By Arturo Brooks |Staff Writer|
Since I was little I wanted to serve my country for glory and the fascination towards war. Thoughts of possible injury and death never crossed my mind then.
When I was 19 I decided to make my dream become a reality by becoming U.S. Army 19-Delta Calvary Scout, which was against my parent’s wishes.
My father was none too thrilled with 19-D having such a high causality rate. My mother was none too thrilled either.
My stepfather at the time was a recruiter for the U.S. Army. He asked me, man to man, if this truly the job I wanted.
I proudly expresses that is was truly what I wanted and he supported me.
My mother and stepfather both helped me prepare for basic which without them, I wouldn’t have probably passed OSUT (One Station Unit Training).
There is a reason I am mentioning my family so much instead of PTSD which you will see a correlation between the two.
After OSUT I was sent to my Troop where I found out I was going to be deploying in five months. I was anxious and ready to deploy.
However, even after all the training it doesn’t prepare you mentally for actual warfare.
Upon arriving I was shocked looking around thinking to myself “What godforsaken place have they brought us too.”
The missions were exhausting but experiences were unforgettable.
I felt invisible like nothing could touch me, until the month of September.
I will not put the date but only the month of the incident that changed my life.
A couple of Sgt’s and I were weightlifting to improve our weight capacity when the alarms rang throughout the base.
Within seconds we could see smoke in the air coming from where we sleep.
We ran to see what had happened and upon arriving, we could hear yells from fellow soldiers running around.
As I was following one of the other Sgt’s with a stretcher, I saw to my right Sgt. Gavin laying there in a pool of his blood—With a huge gaping hole in his leg and shrap metal peppered throughout his body, with a piece of his jaw missing.
I froze in place, not believing what had happened.
My Sgt’s pulled me away not allowing me to help.
While still in shock I was sent on a mission to find the Taliban who did this. I wished on that mission someone would have shot me to end what I just had seen.
I kept what I felt to myself until my Platoon Sgt. one day, found out what I had seen. He pulled me aside and questioned me, bringing me to a break down since I felt alone with only me being the only low enlisted who saw what had happened in my platoon.
I was then sent to therapy and removed from missions for two weeks and was diagnosed with PTSD.
After therapy, I continued my operations and did my duty the best I could while hiding my feelings.
Once we returned from deployment I was angry and alone since I couldn’t confine with everyone in my platoon, but only with my Platoon Sgt. and Charlie Troop.
I began to smoke heavily and drink as well putting myself into this dark hole that I could see no light at the end of this tunnel.
I believe when my mother first saw me after returning home, she possibly didn’t realize something was wrong and I never wanted to let her know.
Putting on this strong persona I hide it till I could no longer take it. Even once out the military, my demons were still there waiting to grasp me and drag me back in.
When I returned home to my mother and stepfather both were waiting for me with open arms.
But little by little I could see my anger intensifying and even my nightmares and sleep paralysis worsening, waking up drenched in sweat, tormented by my own thoughts .
I would argue, whenever, I finally gained enough courage to ask for guidance from the Veteran Affairs, it didn’t help it only infuriated.
It took my mother taking me out with her on errands to distract me and where she convinced me to go to college, in which, helped tremendously..

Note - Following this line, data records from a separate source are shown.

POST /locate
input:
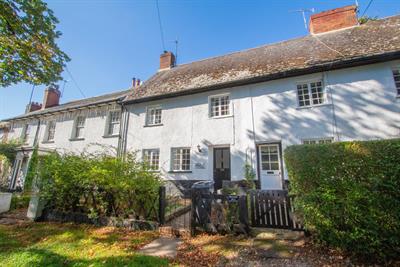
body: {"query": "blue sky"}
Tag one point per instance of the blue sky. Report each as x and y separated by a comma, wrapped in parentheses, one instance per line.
(109, 42)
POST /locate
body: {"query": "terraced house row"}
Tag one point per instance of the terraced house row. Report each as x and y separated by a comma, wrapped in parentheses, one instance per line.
(204, 120)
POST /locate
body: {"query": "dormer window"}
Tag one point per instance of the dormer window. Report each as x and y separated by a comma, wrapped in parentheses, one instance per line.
(396, 77)
(311, 94)
(50, 131)
(153, 116)
(112, 127)
(219, 106)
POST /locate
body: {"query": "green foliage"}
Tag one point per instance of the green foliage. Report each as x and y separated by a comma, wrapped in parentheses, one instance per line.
(349, 195)
(20, 201)
(99, 185)
(28, 48)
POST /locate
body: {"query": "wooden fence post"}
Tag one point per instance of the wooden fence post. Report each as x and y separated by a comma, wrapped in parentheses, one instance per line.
(162, 205)
(243, 213)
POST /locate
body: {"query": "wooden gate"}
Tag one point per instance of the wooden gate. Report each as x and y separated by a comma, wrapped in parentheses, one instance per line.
(272, 209)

With college, I have seen a change in my anger and even with my PTSD episodes. But they are still there sometimes; haunting me whenever I sleep and hear certain noises.
At the end of the day I know without my family I would have lost my battle with PTSD.
I am a lucky veteran to have family by my side, doing what it takes to keep me moving forward. Not all veterans have the support I have.
PTSD will never leave it will only remain, the only way to defeat it is to face it with those you love and do your best to get the help that’s needed.